Simulates a 'Breadth-First Search' for a proof.
"""
queue = [starting_facts]
for step in range(max_steps):
current_logic = queue.pop(0)
# 'Inference': If we know A and B, we can 'Prove' C
if "P" in current_logic and "P->Q" in current_logic:
new_fact = "Q"
if new_fact == goal:
return f"SUCCESS: Goal '{goal}' proved in {step+1} steps!"
queue.append(current_logic + [new_fact])
return "FAILURE: No proof found within the search limit."
- Facts: P is true, and P implies Q. Goal: Prove Q.
print(prove_theorem(["P", "P->Q"], "Q", 10)) </syntaxhighlight>
- ATP Landmarks
- The Logic Theorist (1955) → The first-ever AI program (by Newell and Simon) that proved 38 theorems from 'Principia Mathematica,' even finding a "Better proof" for one of them than the authors.
- Coq (1984) → The "Grandfather" of modern proof assistants, used to prove everything from the "Feit-Thompson Theorem" to the correctness of the "CompCert" C compiler.
- The 'Lean' Theorem Prover (2013) → A modern prover developed by Microsoft Research that has become the "Hottest" tool in the math community, currently being used to formalize all of modern undergraduate math.
- AlphaProof (2024) → Google DeepMind's AI that reached "Silver Medal" level at the International Math Olympiad, proving that "Learning" (Neural Networks) can be merged with "Proving" (Logic).
Analyzing[edit]
| Feature | Human Prover | Machine Prover (ATP) |
|---|---|---|
| Insight | High (Can "Intuition" a new idea) | Low (Follows rules) |
| Precision | Low (Often makes "Typos" in logic) | Absolute (Never makes a typo) |
| Speed | Slow (Takes years to write a book) | Fast (Can check millions of steps/sec) |
| Explanation | Beautiful (Explains "Why" it's true) | Ugly (Often just a giant list of steps) |
The Concept of "Inductive Invariants": Analyzing how to prove things that "Last forever." To prove that a computer program is "Safe," you have to find a "Truth" (an Invariant) that is true at the start, true after one step, and therefore true after a billion steps.
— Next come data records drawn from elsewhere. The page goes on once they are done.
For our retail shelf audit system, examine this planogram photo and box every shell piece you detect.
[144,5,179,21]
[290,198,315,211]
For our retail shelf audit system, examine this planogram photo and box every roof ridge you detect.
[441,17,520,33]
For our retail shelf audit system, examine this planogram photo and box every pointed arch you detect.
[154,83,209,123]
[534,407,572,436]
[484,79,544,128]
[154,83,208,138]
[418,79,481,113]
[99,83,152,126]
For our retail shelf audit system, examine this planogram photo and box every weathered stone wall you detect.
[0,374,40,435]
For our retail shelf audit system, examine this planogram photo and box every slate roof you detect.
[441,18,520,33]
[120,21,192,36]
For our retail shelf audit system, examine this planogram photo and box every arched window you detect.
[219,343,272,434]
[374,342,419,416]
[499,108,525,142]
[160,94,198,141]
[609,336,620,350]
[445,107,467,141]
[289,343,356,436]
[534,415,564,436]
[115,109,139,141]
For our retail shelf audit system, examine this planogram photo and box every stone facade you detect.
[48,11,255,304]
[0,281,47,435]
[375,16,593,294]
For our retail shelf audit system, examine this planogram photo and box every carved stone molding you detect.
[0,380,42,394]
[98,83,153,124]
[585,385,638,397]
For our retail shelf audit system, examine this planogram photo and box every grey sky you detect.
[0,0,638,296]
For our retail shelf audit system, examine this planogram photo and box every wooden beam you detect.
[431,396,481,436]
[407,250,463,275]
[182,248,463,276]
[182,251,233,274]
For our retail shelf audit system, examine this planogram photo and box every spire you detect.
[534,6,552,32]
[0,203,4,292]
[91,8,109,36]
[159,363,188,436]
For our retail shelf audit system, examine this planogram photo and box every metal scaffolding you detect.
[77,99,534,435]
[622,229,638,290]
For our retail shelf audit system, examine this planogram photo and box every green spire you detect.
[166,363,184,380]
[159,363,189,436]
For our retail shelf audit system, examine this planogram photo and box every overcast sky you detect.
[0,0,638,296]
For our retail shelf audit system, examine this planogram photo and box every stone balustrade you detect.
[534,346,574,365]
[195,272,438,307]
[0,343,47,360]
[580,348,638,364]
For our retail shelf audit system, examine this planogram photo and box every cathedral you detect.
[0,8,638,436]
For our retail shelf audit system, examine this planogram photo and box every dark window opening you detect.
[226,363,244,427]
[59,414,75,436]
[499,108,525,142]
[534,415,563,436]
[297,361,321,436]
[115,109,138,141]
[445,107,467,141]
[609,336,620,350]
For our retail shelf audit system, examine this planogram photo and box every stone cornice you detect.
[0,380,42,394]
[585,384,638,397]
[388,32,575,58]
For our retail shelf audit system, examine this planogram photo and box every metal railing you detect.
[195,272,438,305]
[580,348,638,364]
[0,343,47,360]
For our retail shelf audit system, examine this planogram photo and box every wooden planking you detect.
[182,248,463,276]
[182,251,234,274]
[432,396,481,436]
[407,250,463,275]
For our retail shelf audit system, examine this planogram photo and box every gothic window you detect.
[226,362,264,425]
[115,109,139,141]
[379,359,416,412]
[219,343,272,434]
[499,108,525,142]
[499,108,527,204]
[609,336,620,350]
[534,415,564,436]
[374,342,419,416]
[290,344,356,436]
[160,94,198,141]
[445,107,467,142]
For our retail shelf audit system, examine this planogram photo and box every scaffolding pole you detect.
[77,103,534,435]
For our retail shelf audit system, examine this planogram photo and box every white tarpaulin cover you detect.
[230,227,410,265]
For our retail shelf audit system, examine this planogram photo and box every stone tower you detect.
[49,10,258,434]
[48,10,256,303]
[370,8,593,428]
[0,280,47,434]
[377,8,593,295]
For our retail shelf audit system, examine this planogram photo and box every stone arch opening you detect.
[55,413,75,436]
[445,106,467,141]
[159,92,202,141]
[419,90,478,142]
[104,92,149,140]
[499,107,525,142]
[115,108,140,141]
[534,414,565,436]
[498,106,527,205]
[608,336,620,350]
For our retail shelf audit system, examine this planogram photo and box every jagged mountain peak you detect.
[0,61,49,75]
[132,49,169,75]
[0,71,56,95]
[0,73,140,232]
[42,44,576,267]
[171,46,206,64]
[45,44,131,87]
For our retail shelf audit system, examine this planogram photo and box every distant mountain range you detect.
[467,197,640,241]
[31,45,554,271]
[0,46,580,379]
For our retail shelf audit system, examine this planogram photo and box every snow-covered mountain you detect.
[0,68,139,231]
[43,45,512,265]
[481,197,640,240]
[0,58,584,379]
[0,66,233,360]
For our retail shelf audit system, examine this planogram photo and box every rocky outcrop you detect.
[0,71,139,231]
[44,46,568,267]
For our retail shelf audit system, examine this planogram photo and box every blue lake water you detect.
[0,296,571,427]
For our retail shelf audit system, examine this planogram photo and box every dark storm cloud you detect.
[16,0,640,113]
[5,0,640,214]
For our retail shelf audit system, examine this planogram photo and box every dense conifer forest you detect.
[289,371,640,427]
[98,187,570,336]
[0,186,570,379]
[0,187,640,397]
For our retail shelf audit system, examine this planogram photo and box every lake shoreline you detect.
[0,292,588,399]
ATP systems are "Experts" at finding these invisible "Shields" that protect our code.
Evaluating[edit]
Evaluating automated theorem proving:
- The "Understanding" Problem: If an AI proves a theorem, but no human can "Understand" the proof, have we really "Learned" anything?
- The "Input" Bottleneck: It takes a human "Expert" months to "Formalize" a single page of a math textbook so the computer can read it. How do we speed this up?
- AI Hallucinations: Can we trust an AI (like ChatGPT) to write a proof? (ATP says: "No, but you can use an ATP to 'Verify' what the AI wrote").
- Mathematics vs. Calculation: Is math just "Searching a tree," or is there something "Spiritual" or "Creative" that a computer will never have?
Creating[edit]
Future Frontiers:
- The 'Automated' Math Paper: AI that "Browses" the world's math, finds an "Un-noticed connection," proves it, and writes the paper itself.
- Bug-Free Internet: A future where every "App" and "Website" must be "Formally Verified" before it can be published, ending the era of "Crashes" and "Hacks."
- Automated Scientific Discovery: Using ATP to prove that a new "Drug" will fit perfectly into a "Protein," speeding up medical research by 1,000x.
- The 'Lean' AI Assistant: An AI that sits next to a mathematician and "Checks their work" in real-time, just like a "Grammar Checker" for English.